I do not find the actual legend for the color-coding in the output colored images. According to the example in HooverCompareSegmentation — Orfeo ToolBox 8.1.2 documentation,
I guess:
green: correct detection
red: missed
purple: over-segmented
cyan: under-segmented
but I would like a confirmation.
Also, this output does not seem to match the one described in
https://www.orfeo-toolbox.org/CookBook/C++/Examples/OBIA/HooverMetricsEstimation.html#hoovermetricsestimation-cxx
// The output image contains for each GT region its correct detection score (“RC”, band 1),
// its over-segmentation score (“RF”, band 2), its under-segmentation score (“RA”, band 3)

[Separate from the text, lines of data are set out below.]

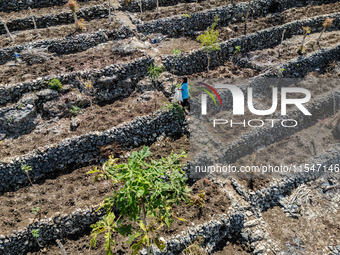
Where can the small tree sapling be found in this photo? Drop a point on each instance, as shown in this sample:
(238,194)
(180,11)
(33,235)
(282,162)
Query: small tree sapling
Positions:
(177,53)
(184,20)
(209,40)
(7,30)
(113,4)
(35,234)
(145,198)
(302,48)
(26,169)
(246,19)
(73,5)
(327,24)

// and its missed detection score (“RM”, band 4).std::cout << “Mean RC =” << instances->GetMeanRC() << std::endl;
std::cout << “Mean RF =” << instances->GetMeanRF() << std::endl;
std::cout << “Mean RA =” << instances->GetMeanRA() << std::endl;
std::cout << “Mean RM =” << instances->GetMeanRM() << std::endl;
std::cout << “Mean RN =” << instances->GetMeanRN() << std::endl;// The Hoover scores are also computed for the whole segmentations. Here is some explanation about the score names :
// C = correct, F = fragmentation, A = aggregation, M = missed, N = noise.